Making the Road to Optimal Care as “Smooth” as Possible

Over the past several weeks, our physicians and nurses in the Emergency Department have had to rise to the occasion to care for a significant number of “boarders.” A boarder is a patient who needs to be admitted to an inpatient bed, but there is no bed available. If it was my daughter (or me) I would not want her to be on a stretcher in the ED if she needed to be on an inpatient unit. I know that it is no fun for our doctors, nurses, and other clinicians caring for admitted patients in the ED, either. Overloading the ED because we can’t get admitted patients to the right bed is unsafe for the patient and it creates undue staff stress and dissatisfaction.
There are two ways to fix this. One way is just to open and staff more beds for these “crunch” times of high census. This takes care of the problem but at a significant financial cost. Hospitals can no longer afford to have a lot of extra beds and staff that are used only during peaks in demand.
If the peaks in demand were due to the “natural” variability in illness in the community, we would have to open the extra beds and just deal with the extra cost (although I am not sure how we would do this) because it would be the right thing to do for the patient. The good news for us is…our peaks in demand are very often created by us. They are “artificial.” They are created by the way we schedule some of our admissions.
Elective surgery patients who require overnight stays in the hospital take up some of our inpatient beds. We have not done as well as we might at spreading these cases to an inpatient unit over the 5 weekdays. We might send 10 post-op patients to Unit 58 on a Monday, three on Tuesday, 12 on Wednesday, four on Thursday and 10 on Friday. On “peak” days, we have a hard time finding a bed for every patient, so patients backup in the ED and in the Post-Anesthesia Care Unit (PACU) and nurses are asked to work overtime or come in on a day off. On “valley” days, we may be asking nurses to take an unexpected day off because we don’t have enough patients to care for.
Over the past few weeks you may have heard the term Surgical Smoothing. And many of you may be wondering, what is this? What it means for GBMC is smoothing the number of elective surgery patients by day of the week to improve patient flow…the flow out of the Emergency Department and out of the PACU and the OR’s...and therefore reduce waits and delays.

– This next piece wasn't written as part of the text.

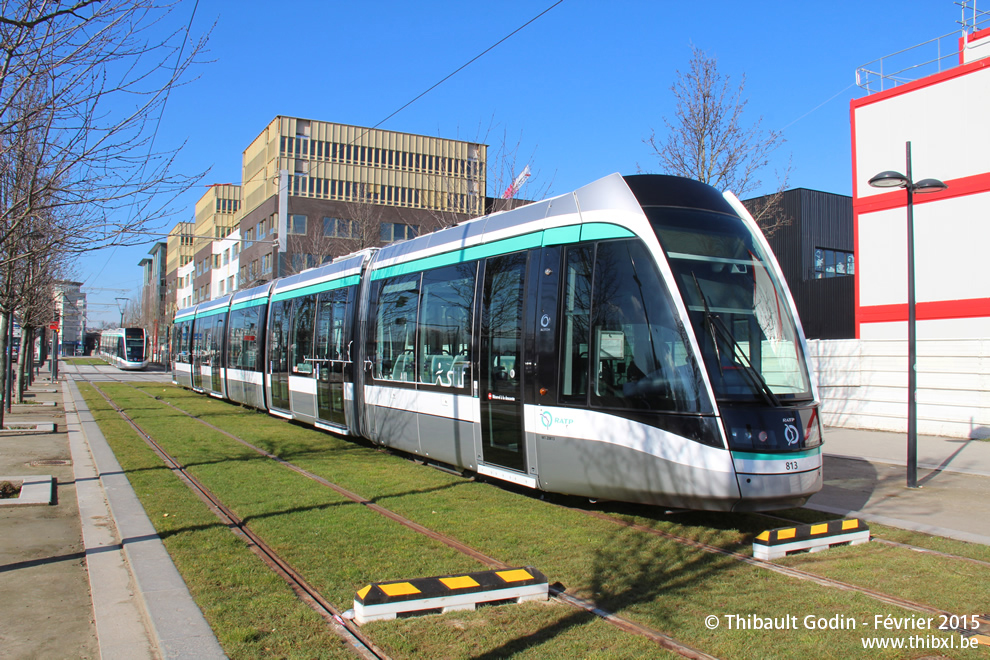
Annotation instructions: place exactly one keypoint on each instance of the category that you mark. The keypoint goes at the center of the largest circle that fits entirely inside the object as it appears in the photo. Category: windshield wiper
(709, 324)
(716, 326)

We need to stop “batching” and move to more continuous flow. Patients are admitted and discharged in batches. Tests are run in batches. Surgeries are done in batches. Our goal is to serve every patient in need the way we would want our own loved ones served. The goal is easier to reach with continuous flow and not with the artificial variability of batching. And the goal of this “smoothing” initiative is to improve surgical flow, which will ultimately reduce wait times in the ED and ensure patients have a bed when they need to be admitted.

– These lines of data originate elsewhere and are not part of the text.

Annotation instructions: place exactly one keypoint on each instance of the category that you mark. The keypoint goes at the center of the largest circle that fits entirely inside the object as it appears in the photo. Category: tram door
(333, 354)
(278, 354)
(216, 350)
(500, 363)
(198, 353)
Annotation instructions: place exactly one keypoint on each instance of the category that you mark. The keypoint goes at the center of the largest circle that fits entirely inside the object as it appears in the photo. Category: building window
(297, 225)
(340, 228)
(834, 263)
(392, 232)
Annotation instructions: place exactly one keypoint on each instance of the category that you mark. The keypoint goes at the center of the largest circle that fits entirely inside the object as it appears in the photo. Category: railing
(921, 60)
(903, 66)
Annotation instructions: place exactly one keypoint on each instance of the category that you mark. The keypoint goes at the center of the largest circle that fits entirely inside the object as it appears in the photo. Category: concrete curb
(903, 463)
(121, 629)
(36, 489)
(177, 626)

Think of it this way – You’re going to Ocean City. Traveling across the Bay Bridge at 2:00 a.m. on a Tuesday in February, you’ll have no problems with traffic. But try to cross the bridge at 11:00 a.m. on a Saturday in July and you’ll encounter backups for miles. These peaks and valleys in traffic are what we are experiencing in the hospital setting – and at the highest peak, we have the longest wait times and lowest satisfaction rates.
Surgical smoothing and assessing the flow of patients is also about the application of science and logic as opposed to managing by intuition. Scientifically we can calculate our bed need for medicine patients using queuing theory, and that’s what we will do. We will create urgency criteria to calculate how many ORs should be dedicated to urgent/emergent cases. We will study the flow of patients to individual units so that we can eliminate “artificial variability” in demand and smooth the flow of patient to units. We will also develop a new group of “flow engineers” to manage the system moving forward. And, we will do nothing that makes it harder for surgeons to do their work; In fact, the idea is to be able to do more surgery quicker and better.  Jack Flowers, MD, Chairman of Surgery, and Lewis Hogge, MD, Medical Director of Perioperative Services will oversee any changes to surgical schedules to assure that this is the case.  
This initiative is the single best thing we can do to improve our patient satisfaction as well as employee satisfaction because the wait times and staff overload will be reduced. This will also help improve patient outcomes because research has shown that the mortality rates on a unit where the nurses are overwhelmed goes up significantly.
And at the end of this journey, we will be a more efficient and even safer healthcare organization, and will ultimately achieve the quadruple goal of better health, better care, lower costs and more joy for those providing the care.  

Finally, I wish to end this week’s blog on a personal note because I feel it’s important that we remind ourselves of all the good in our lives and that the things we think are so bad, maybe are not all that bad after all…This past weekend I was in church twice in one day. In the morning I attended a funeral of a 21- year old family friend gone too soon, a truly tragic event that touched the lives of so many people; and in the afternoon I was fortunate to attend my niece’s confirmation, a true celebration of a young life full of promise for the future. Talk about polarizing events. This day really put life into perspective for me. It reminded me that life is a gift – we have to reflect on what’s good in our lives and make the best of every minute we are given.